I’m telling you, if you’re on the fence about Chronicles, hop off. Just make sure you don’t catch your jeans on the way down, as its very likely you’ll run into a Terminator going through his own Extreme Makeover: SkyNet Edition.
I will readily admit that I grinned my face off when I saw that slug of a thing come out of the pool of blood at the end of the episode. And I cackled when the wanna-be Einstein slit open its eyes to reveal the glowing red cybernetic eyes below. Gotta love that. You also have to love the symbolism of the tub full of blood after seeing the single drop in Sarah’s bathtub earlier in the episode: a non-subtle but nevertheless effective way to parallel the atomic bomb imagery throughout the episode with the inevitable, post-Judgement Day world the Connors are working towards preventing.
Speaking of preventing, I must admit that I was pleasantly surprised when River-Nator stopped John from stopping the jumper. Contrast that with the way West and Claire acted on Heroes during this season: night and day. It was smart writing that once again reminded us, “tight” gifts aside, River-Nator is a cold-hearted badass. (Also, who knew how smart a decision it would be for Thomas Dekker to leave the established hit Heroes and join this show? Looks like he jumped ship just in time.)
Loved the touch with the fingerprints yielding a child: clearly this is the only record 2007 has of the future freedom fighter, the one seen only by the tattoo on his left arm to date.
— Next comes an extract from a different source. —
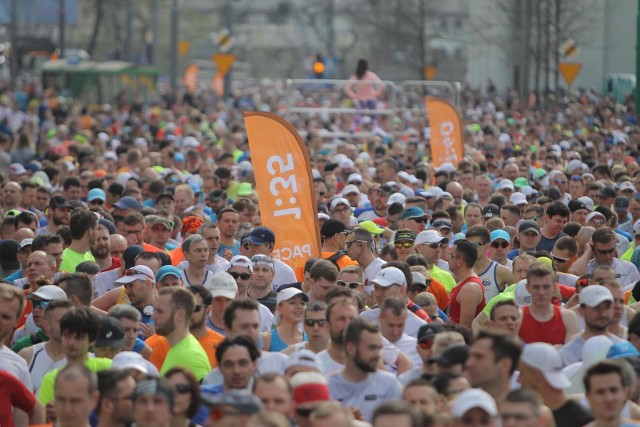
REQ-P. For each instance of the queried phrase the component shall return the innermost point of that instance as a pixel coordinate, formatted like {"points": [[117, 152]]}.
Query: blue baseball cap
{"points": [[621, 350], [260, 235], [127, 202], [96, 194], [413, 212], [500, 234], [167, 270]]}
Between this, the FBI investigation, and the re-skinning of the Terminator, things are moving quickly but not TOO quickly. Also, it’s far too early to make Sarah a true killer just yet: burning down Andy’s house is a start, but proves she still wants to maintain distance between herself and the River-Nator. Still can’t see how a show like this lasts a year’s worth of episodes, but the show’s far from blown their narrative load so far.
Minor quibbles? Why on earth does John need to go to high school in the first place? Keep him home-schooled, damnit. No reason River-Nator can’t function as a sexy Wikipedia. And why Sarah wouldn’t research modern electronics before casing Andy Goode’s store? Weak.
Still, minor quibbles. Three episodes in and I’m hooked so far. Then again, these days it’s this or Strap Your Butt To a Lie Detector and Ruin Every Relationship You Have For $500,000, so my compass for exemplary television may be a bit off.